居住用で、個人向けのアパートやマンションを貸し出している場合の賃料は、消費税が非課税です。非課税であれば、賃料に関しては、インボイス制度の影響はありません。また、社宅として法人に貸し出している場合も非課税です。ただし、賃貸住宅経営では、さまざまな取引があります。必要に応じてインボイスを発行するケースもあれば、発行してもらわなければならないケースもあるでしょう。

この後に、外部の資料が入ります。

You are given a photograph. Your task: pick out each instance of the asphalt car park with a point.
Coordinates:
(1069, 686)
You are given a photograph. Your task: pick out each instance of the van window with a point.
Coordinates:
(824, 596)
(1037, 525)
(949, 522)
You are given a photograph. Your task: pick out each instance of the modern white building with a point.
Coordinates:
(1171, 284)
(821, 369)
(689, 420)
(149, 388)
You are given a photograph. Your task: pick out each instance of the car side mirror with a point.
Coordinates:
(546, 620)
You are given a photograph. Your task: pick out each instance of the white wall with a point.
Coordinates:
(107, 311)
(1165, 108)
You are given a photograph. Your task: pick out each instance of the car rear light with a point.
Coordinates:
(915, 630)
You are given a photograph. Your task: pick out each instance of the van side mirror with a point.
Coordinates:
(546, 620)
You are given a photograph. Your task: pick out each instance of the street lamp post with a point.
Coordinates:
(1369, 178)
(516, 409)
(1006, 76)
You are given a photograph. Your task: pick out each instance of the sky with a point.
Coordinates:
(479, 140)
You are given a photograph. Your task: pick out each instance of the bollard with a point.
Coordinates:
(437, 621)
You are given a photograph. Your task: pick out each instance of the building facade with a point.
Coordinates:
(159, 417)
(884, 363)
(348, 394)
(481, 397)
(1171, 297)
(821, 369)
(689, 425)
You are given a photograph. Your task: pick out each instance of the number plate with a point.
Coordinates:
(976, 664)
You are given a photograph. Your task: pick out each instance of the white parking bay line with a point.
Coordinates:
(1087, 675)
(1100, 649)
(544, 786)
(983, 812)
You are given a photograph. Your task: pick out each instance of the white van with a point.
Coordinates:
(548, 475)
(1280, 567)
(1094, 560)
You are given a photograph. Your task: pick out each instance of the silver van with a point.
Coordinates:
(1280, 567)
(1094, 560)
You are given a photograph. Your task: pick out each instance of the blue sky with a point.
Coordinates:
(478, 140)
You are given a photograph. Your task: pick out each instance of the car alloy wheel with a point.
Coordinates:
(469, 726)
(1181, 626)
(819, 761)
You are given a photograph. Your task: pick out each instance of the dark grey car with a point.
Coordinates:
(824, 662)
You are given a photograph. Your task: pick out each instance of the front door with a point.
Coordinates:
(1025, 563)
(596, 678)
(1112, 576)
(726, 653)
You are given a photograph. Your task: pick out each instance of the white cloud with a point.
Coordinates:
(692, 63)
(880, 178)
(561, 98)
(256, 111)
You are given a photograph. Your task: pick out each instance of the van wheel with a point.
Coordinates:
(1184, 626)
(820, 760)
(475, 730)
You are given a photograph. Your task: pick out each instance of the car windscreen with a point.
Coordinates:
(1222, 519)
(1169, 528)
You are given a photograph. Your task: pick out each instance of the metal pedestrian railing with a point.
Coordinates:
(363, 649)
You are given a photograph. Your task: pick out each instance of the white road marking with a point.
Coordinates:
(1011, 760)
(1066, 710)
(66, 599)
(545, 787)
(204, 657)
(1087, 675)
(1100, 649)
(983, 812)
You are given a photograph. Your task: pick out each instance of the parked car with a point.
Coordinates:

不動産オーナー(個人事業主含む)がインボイスで対応する必要があること

不動産のオーナーには、免税事業者やインボイス発行事業者に登録していないケースが少なくありません。そのオーナーが、課税事業者向けに店舗などを貸し出しているケースもあります。しかし、インボイスを発行しなければ、借主が仕入税額控除の適用を受けられません。これにより、借主の負担が大きくなるため、借主が移転を検討する可能性が高まります。

不動産業のインボイス登録の判断方法

不動産業が、インボイス発行事業者に登録するかどうかの判断は簡単ではありません。ここでは、その判断方法を解説します。

インボイス登録が不要なケース

インボイス発行事業者として、登録しなくてもよいケースは、課税売上がない免税事業者です。免税事業者とは、課税売上高が1千万円以下であり、納税が免除されている事業者をさします。免税事業者であっても、インボイス発行事業者の登録は可能です。しかし、取り扱い物件が居住用のみであったり、借主が免税事業のみだったりする場合は登録の必要がありません。

インボイス登録が必要なケース

免税事業者であっても、インボイス発行事業者登録が必要なケースは少なくありません。不動産業に絞れば、借主に課税事業者がいる場合です。課税事業者は、インボイスがなければ、消費税の仕入税額控除の適用が受けられません。インボイスを発行しなければ、借主が損をすることになるので、登録が必要となるでしょう。また、不動産業として、競争力を高めたい場合も登録が必要です。

不動産業で利用できるインボイス特例

インボイス制度では、負担軽減措置として2つの特例が設けられています。ここでは、その特例を紹介します。

2割特例

免税事業者が、インボイス発行事業者として登録すれば、課税事業者となります。その場合は、免税事業者がこれまで納めていなかった消費税を納税しなければなりません。その負担を軽減するために、特例が設けられており、内容は次のようになります。

  • 消費税を売上税額の2割まで軽減
  • 適用期間は2023年10月1日から2026年9月30日

媒介者交付特例

媒介者交付特例とは、委託販売などの場合に受託事業者が、委託者に代わってインボイスを発行できる制度です。不動産業にあてはめると、受託事業者が不動産業者であり、委託者は不動産オーナーです。特例の内容は、次のようになります。

  • 不動産業者の名義でインボイスの発行が可能
  • 要件として不動産業者と貸主がインボイス発行事業者登録を済ませている

まとめ

インボイス制度は、不動産業に少なからず影響を与えています。特に、商業用賃貸や不動産売買では大きな影響となり、これからも影響が拡大するかもしれません。免税事業者である不動産オーナーが、課税事業者(インボイス発行事業者)にならなければならないケースも少なくないでしょう。